Andrea Plaid: Now let me get this right: it's wrong to ask because... (I know: totally naive question)


Mo: For me, I feel it is wrong to ask because I now know you want this specific thing, and I have to trust that you don't have creepy ass motives.


Andrea Plaid: Got it.


Mo: And for me, it is important for me to suss the person out without this in their head or my head. I need to just feel them emotionally. Straight neutral. Then if the thought occurs to me, "Hey...they might be kinda good with that..." then I drop the hankie, as it were.


Andrea Plaid: Instead of just assuming you'd be down with their playing with you.


Mo: I don't like that assumption...except when I do. *sigh*


Andrea Plaid: So...what happened?


Mo: What happened was it was off the fucking hook.


Andrea Plaid: I think I'm getting it...it's an assumption about you're not being indiscriminate about who you'd play with.


Mo: Right. If you assume that I'll do that with you, I kind of use that as a litmus test.


Andrea Plaid: It's like, "I'd know you're into it, and I'm into it, so I know you want me (strange person off the streets) to play with you." And your reaction is, "Umm...do I know you like that?
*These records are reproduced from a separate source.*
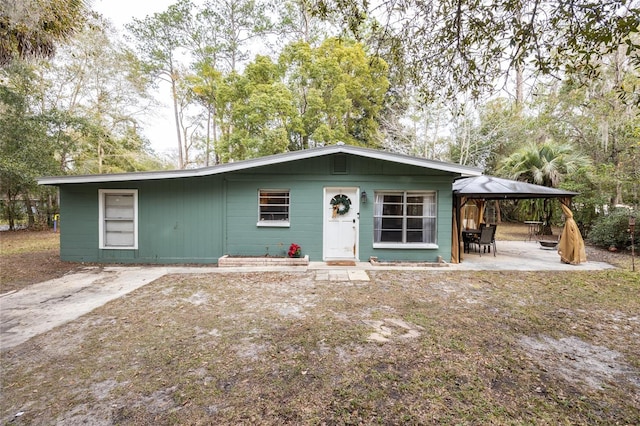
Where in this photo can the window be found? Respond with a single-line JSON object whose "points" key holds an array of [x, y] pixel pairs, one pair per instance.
{"points": [[273, 205], [405, 219], [118, 218]]}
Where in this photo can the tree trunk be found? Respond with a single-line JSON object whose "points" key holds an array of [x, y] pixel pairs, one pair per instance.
{"points": [[174, 92], [29, 207], [519, 86]]}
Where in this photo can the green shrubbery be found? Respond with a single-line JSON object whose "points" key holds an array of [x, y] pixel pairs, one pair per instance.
{"points": [[613, 229]]}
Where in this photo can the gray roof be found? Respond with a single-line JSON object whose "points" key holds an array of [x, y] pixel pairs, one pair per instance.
{"points": [[264, 161], [492, 188]]}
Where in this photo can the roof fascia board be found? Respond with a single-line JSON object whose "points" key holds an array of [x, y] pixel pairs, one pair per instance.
{"points": [[259, 162]]}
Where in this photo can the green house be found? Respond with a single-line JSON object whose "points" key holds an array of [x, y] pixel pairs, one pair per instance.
{"points": [[337, 203]]}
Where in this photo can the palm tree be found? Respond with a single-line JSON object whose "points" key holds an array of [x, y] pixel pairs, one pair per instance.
{"points": [[547, 164], [33, 28]]}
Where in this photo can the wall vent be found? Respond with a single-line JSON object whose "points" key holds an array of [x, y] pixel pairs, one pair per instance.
{"points": [[339, 164]]}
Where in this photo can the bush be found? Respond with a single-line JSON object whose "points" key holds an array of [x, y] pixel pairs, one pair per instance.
{"points": [[612, 230]]}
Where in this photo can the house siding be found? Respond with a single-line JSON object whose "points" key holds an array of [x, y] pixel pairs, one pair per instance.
{"points": [[199, 219]]}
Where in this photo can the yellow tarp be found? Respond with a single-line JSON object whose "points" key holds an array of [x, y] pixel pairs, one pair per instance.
{"points": [[571, 248]]}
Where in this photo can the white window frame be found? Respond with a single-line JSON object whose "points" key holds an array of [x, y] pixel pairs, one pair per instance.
{"points": [[404, 244], [102, 219], [274, 223]]}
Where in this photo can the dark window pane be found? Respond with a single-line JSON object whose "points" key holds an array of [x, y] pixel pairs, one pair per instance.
{"points": [[414, 210], [391, 236], [393, 199], [414, 236]]}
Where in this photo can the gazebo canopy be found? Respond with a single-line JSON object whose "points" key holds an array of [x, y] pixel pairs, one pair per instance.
{"points": [[494, 188]]}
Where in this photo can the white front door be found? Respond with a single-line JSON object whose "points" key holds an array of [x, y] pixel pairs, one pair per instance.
{"points": [[341, 209]]}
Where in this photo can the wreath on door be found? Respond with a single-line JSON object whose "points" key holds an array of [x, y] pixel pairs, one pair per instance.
{"points": [[340, 204]]}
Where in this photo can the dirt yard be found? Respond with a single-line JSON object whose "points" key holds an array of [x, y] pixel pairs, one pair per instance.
{"points": [[432, 347]]}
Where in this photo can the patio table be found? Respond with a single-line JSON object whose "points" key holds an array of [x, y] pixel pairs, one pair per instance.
{"points": [[534, 229]]}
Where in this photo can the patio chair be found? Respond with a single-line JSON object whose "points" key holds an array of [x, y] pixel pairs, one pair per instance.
{"points": [[487, 239]]}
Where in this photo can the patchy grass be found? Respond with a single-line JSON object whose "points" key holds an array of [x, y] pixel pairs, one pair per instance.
{"points": [[269, 348], [29, 257]]}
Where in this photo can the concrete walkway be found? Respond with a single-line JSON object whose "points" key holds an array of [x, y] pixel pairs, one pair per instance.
{"points": [[41, 307]]}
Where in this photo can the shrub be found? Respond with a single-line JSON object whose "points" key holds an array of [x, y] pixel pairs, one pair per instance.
{"points": [[612, 229]]}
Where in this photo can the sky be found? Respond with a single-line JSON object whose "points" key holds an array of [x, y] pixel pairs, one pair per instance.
{"points": [[159, 129]]}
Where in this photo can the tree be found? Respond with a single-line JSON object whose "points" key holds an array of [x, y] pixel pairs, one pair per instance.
{"points": [[261, 113], [339, 92], [32, 28], [463, 46], [26, 151], [547, 164], [92, 99], [231, 25], [158, 40]]}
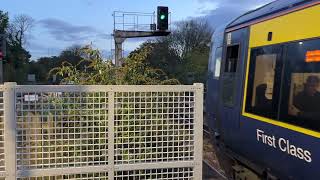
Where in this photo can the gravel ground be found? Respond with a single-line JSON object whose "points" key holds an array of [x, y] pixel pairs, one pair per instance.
{"points": [[211, 159]]}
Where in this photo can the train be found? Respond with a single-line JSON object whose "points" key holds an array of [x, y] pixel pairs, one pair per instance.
{"points": [[263, 92]]}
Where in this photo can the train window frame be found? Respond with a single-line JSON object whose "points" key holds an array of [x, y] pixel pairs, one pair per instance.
{"points": [[227, 68], [229, 77], [267, 108], [217, 62], [296, 75]]}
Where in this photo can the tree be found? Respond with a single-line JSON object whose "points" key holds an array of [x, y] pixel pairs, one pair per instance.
{"points": [[18, 29], [134, 72], [184, 54], [17, 60], [190, 36], [4, 22]]}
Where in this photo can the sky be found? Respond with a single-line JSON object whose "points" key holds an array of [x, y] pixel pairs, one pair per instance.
{"points": [[59, 24]]}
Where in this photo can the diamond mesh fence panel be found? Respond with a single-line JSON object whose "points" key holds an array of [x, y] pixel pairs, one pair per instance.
{"points": [[61, 129], [154, 127], [101, 132], [2, 160]]}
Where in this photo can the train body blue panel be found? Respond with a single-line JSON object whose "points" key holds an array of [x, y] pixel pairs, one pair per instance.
{"points": [[286, 153]]}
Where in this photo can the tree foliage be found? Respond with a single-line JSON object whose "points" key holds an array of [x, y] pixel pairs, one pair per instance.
{"points": [[98, 71]]}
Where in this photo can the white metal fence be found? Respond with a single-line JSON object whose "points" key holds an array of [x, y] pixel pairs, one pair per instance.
{"points": [[101, 132]]}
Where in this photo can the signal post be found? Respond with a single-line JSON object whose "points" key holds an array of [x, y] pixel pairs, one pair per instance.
{"points": [[2, 54], [123, 30]]}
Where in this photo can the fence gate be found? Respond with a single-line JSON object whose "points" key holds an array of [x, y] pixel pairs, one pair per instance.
{"points": [[100, 132]]}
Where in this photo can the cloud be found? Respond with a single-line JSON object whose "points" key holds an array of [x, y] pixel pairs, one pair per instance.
{"points": [[227, 10], [64, 31]]}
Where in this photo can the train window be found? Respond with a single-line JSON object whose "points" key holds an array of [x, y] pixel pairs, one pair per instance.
{"points": [[264, 81], [300, 103], [230, 77], [217, 62], [232, 58]]}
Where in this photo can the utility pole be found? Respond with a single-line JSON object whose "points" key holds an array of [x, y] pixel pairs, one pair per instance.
{"points": [[2, 54], [131, 25]]}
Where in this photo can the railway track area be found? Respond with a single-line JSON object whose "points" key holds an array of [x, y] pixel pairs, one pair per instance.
{"points": [[211, 167]]}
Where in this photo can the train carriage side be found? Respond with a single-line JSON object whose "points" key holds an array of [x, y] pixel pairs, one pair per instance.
{"points": [[269, 105]]}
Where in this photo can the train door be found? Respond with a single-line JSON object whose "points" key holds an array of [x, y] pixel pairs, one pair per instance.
{"points": [[214, 69], [236, 44]]}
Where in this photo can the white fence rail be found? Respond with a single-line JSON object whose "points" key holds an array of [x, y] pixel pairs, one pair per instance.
{"points": [[101, 132]]}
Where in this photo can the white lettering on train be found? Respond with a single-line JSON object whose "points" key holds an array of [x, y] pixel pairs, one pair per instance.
{"points": [[284, 145]]}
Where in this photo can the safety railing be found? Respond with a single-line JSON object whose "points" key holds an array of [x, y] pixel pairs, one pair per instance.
{"points": [[101, 132]]}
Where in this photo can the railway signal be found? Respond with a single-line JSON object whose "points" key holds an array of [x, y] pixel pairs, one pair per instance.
{"points": [[2, 46], [163, 18], [2, 54]]}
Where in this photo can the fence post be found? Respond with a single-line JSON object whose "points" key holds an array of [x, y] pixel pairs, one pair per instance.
{"points": [[10, 130], [198, 131], [111, 135]]}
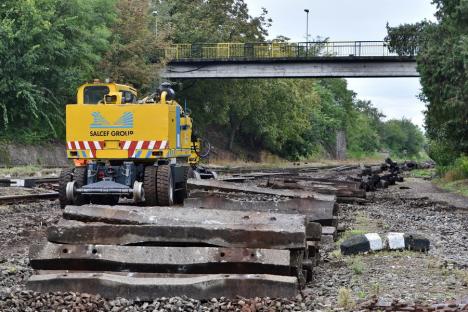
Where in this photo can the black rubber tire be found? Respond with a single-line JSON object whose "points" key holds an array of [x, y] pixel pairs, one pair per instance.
{"points": [[181, 195], [149, 185], [165, 186], [80, 176], [66, 175]]}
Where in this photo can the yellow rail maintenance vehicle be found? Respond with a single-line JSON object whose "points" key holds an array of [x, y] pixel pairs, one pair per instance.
{"points": [[123, 147]]}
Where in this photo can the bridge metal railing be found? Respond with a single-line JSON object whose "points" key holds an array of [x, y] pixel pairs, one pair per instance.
{"points": [[268, 50]]}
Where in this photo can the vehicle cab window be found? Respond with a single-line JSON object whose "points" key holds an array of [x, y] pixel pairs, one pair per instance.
{"points": [[95, 94]]}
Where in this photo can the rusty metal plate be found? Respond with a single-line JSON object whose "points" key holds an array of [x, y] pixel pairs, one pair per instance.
{"points": [[191, 260], [146, 289]]}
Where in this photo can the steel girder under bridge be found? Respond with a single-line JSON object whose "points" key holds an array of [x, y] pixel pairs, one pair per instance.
{"points": [[286, 60]]}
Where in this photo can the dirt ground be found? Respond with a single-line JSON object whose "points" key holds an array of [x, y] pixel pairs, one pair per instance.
{"points": [[340, 282]]}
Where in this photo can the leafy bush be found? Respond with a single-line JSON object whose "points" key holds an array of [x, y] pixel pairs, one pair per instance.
{"points": [[457, 171]]}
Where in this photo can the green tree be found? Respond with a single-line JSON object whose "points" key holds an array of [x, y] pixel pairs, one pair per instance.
{"points": [[402, 137]]}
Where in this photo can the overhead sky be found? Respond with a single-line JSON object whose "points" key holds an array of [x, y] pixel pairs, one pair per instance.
{"points": [[354, 20]]}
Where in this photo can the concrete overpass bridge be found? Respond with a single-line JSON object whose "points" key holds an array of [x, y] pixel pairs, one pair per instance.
{"points": [[349, 59]]}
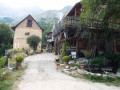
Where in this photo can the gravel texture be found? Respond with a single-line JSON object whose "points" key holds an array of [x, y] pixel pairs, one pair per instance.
{"points": [[41, 74]]}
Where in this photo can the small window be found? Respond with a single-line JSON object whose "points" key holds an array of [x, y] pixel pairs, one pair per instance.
{"points": [[29, 23], [26, 34]]}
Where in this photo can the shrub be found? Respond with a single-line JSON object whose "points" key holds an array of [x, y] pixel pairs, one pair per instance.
{"points": [[19, 58], [2, 62], [86, 53], [33, 41], [97, 61], [66, 58]]}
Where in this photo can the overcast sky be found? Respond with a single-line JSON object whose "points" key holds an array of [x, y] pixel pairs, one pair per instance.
{"points": [[44, 4]]}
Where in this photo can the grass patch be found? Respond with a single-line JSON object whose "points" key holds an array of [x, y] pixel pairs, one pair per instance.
{"points": [[107, 80], [8, 79]]}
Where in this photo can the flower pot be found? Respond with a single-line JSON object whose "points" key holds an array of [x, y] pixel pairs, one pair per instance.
{"points": [[19, 66], [56, 59]]}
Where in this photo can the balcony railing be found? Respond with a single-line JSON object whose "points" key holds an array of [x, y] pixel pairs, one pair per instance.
{"points": [[77, 21]]}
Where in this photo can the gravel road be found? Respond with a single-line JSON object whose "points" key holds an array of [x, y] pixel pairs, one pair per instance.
{"points": [[41, 74]]}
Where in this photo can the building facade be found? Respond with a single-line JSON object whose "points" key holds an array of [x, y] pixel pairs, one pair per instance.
{"points": [[26, 28]]}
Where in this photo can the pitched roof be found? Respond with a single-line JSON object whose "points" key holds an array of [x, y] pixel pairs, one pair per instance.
{"points": [[29, 16]]}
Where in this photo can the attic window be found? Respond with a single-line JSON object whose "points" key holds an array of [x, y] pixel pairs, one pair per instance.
{"points": [[29, 23]]}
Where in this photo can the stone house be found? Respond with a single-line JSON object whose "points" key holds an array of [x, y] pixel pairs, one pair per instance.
{"points": [[24, 29]]}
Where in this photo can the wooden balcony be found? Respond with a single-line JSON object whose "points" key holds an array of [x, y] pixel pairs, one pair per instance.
{"points": [[82, 22]]}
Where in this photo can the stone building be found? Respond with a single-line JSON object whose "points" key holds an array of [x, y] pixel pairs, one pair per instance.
{"points": [[24, 29]]}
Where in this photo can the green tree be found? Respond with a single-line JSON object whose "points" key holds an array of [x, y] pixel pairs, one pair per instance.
{"points": [[6, 38], [105, 10], [33, 41]]}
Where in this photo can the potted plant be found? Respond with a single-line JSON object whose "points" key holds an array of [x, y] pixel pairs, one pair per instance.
{"points": [[19, 60], [86, 54], [66, 59]]}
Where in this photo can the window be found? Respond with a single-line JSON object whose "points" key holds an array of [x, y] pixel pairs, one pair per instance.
{"points": [[26, 34], [29, 23]]}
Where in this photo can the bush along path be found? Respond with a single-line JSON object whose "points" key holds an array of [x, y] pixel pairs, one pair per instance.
{"points": [[41, 74]]}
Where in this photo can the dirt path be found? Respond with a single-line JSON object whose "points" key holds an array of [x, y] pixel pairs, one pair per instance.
{"points": [[42, 75]]}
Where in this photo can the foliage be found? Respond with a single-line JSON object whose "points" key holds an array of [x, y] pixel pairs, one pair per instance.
{"points": [[63, 50], [33, 41], [65, 44], [2, 62], [6, 38], [97, 61], [19, 58], [108, 80], [7, 78], [86, 53], [66, 58], [101, 9], [115, 57]]}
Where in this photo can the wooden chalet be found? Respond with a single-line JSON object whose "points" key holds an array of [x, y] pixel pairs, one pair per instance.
{"points": [[72, 29]]}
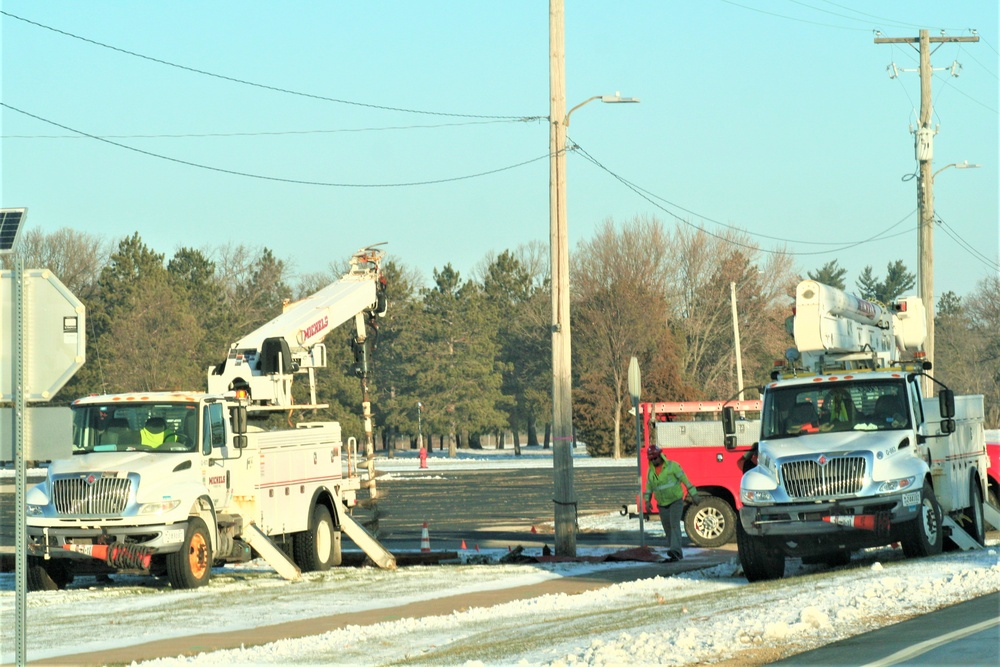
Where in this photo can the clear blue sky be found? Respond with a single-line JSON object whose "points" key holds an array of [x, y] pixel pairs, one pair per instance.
{"points": [[776, 117]]}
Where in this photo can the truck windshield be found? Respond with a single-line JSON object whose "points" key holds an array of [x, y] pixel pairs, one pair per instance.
{"points": [[835, 406], [153, 427]]}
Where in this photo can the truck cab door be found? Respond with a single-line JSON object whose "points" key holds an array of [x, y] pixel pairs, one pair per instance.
{"points": [[216, 473]]}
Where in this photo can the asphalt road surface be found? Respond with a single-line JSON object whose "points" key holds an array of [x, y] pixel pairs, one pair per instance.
{"points": [[492, 508]]}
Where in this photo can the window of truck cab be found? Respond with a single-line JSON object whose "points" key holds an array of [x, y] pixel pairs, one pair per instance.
{"points": [[842, 405]]}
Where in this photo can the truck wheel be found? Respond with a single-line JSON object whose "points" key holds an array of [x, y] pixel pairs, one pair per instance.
{"points": [[995, 502], [974, 522], [923, 536], [318, 548], [760, 561], [191, 567], [52, 575], [711, 522]]}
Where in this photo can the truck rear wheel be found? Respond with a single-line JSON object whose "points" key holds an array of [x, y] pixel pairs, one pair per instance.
{"points": [[50, 575], [923, 536], [760, 561], [191, 567], [995, 502], [318, 548], [711, 522], [974, 522]]}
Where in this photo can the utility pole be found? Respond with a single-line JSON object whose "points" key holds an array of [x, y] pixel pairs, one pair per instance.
{"points": [[924, 147], [562, 400]]}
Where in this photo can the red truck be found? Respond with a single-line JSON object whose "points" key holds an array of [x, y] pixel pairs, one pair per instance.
{"points": [[691, 434]]}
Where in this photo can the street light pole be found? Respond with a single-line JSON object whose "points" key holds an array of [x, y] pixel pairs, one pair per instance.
{"points": [[562, 399]]}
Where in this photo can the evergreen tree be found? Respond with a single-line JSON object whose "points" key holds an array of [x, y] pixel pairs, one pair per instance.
{"points": [[831, 274]]}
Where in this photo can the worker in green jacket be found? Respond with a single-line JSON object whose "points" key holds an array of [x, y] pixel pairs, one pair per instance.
{"points": [[664, 482]]}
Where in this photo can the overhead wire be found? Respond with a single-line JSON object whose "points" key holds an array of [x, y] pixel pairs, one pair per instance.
{"points": [[202, 135], [273, 178], [965, 245], [263, 86], [649, 197]]}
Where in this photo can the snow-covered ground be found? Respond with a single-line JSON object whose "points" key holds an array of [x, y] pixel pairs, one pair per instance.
{"points": [[693, 618]]}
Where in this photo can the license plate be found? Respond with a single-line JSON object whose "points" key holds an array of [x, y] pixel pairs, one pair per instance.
{"points": [[171, 536]]}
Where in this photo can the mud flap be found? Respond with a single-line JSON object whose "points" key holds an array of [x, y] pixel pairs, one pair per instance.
{"points": [[365, 540], [274, 556], [958, 535]]}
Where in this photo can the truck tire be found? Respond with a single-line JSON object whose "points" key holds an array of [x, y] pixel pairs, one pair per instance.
{"points": [[760, 561], [711, 522], [318, 548], [974, 523], [995, 502], [923, 536], [50, 575], [191, 567]]}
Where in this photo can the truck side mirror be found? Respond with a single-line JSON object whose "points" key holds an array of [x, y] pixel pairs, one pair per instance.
{"points": [[729, 427], [946, 399], [238, 419]]}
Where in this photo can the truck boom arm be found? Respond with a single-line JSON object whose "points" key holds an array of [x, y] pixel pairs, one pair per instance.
{"points": [[265, 360], [833, 326]]}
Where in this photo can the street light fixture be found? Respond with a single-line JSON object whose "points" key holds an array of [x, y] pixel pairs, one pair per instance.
{"points": [[562, 400]]}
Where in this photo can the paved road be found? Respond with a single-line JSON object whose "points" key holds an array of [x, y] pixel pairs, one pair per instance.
{"points": [[490, 507], [966, 634]]}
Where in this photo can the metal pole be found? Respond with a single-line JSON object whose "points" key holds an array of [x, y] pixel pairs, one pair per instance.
{"points": [[736, 337], [19, 386], [638, 468], [562, 399], [925, 194]]}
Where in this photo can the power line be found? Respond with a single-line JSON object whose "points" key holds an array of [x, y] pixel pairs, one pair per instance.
{"points": [[274, 178], [791, 18], [265, 134], [254, 84], [649, 196], [965, 245]]}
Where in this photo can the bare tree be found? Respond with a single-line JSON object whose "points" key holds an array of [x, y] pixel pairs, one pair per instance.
{"points": [[620, 305], [706, 267]]}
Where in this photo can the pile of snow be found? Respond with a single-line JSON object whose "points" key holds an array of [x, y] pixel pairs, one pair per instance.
{"points": [[702, 616]]}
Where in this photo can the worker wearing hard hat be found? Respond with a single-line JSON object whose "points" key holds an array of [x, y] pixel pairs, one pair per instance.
{"points": [[663, 482]]}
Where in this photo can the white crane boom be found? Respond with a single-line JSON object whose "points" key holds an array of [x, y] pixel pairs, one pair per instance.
{"points": [[832, 326], [264, 361]]}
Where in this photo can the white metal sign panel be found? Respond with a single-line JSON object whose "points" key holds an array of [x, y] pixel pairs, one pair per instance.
{"points": [[54, 334]]}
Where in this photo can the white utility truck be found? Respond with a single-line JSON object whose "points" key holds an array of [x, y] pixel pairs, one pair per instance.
{"points": [[171, 483], [850, 454]]}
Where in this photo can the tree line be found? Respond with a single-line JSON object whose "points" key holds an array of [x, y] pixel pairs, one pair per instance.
{"points": [[475, 352]]}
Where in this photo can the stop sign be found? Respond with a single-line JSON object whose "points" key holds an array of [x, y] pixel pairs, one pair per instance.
{"points": [[54, 334]]}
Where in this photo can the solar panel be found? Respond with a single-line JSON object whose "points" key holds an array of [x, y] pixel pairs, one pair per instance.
{"points": [[11, 220]]}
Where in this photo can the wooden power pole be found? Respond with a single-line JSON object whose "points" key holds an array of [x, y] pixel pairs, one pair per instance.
{"points": [[562, 400], [924, 147]]}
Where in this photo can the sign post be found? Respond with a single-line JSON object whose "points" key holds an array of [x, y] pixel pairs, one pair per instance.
{"points": [[635, 389], [42, 343]]}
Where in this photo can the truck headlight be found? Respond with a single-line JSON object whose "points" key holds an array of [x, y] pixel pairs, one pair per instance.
{"points": [[895, 485], [751, 496], [160, 507]]}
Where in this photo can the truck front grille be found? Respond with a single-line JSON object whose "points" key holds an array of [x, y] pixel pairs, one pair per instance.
{"points": [[101, 497], [835, 477]]}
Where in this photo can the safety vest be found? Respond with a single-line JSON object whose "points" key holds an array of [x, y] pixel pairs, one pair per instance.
{"points": [[666, 486]]}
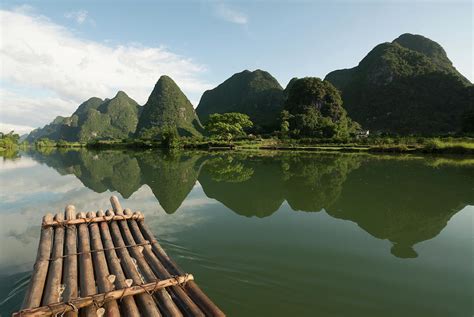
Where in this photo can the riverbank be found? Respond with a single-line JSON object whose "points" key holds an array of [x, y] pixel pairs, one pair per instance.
{"points": [[446, 145]]}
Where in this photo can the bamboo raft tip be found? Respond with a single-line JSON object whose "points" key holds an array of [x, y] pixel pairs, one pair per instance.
{"points": [[110, 265]]}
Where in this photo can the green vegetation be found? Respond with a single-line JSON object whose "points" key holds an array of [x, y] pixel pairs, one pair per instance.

Just because I'm into race play doesn't mean I wanna play with you." Got it.


Mo: Exactly. And I stress that really, really hard when I teach.


Andrea Plaid: You need to.


Mo: For the fact is most POC don't wanna go there.


Andrea Plaid: Yep.


Mo: So to my critics I say, "Look, this is the alpha and omega when I present."


Andrea Plaid: You mean the POC that race play?


Mo: No,. to POC who do not think it is okay. Their position is well diagrammed in my presentations. So their position is well represented. Really. Now excuse me while this white guy ties me up and slices my clothes off.


Andrea Plaid: No, you didn't!


Mo: Oh, yes. Yes, he did. rotflmbbao


Andrea Plaid: Got it. It's the same argument folks on the racialicious threads tried to present: "Ciara and JT have declared open season on interracial kink! Those bastards!"


Mo: Good for them. Sex is sexy. It is sometimes fucked up. And that is also sexy.




****************************************




Mollena Williams is a writer, performer, actress, pervert, sex educator, kinky plus-size model,Serial Twitter Abuser / Addict, and submissive masochist. She has been performing for 35 years, kinky for 25 years and teaching nationally about kink for 9 years. That's a lot to fit into 40 years, but she is nothing a multi-tasker. Her thoughts on BDSM and Alternative Lifestyle issues appears in Prometheus and ColorLines magazines, ALT.com, Bondage.com, and on her blog The Perverted Negress.


AJ Plaid is a writer and speaker on race, sex, and politics. She writes as the Sexual Correspondent for Racialicious, the award-winning blog on race and popular culture. She also runs her own blog on race and sex,The Cruel Secretary. Her perspective on race, gender, and sex has been featured in Washington Post, Chicago Tribune, and Bitch.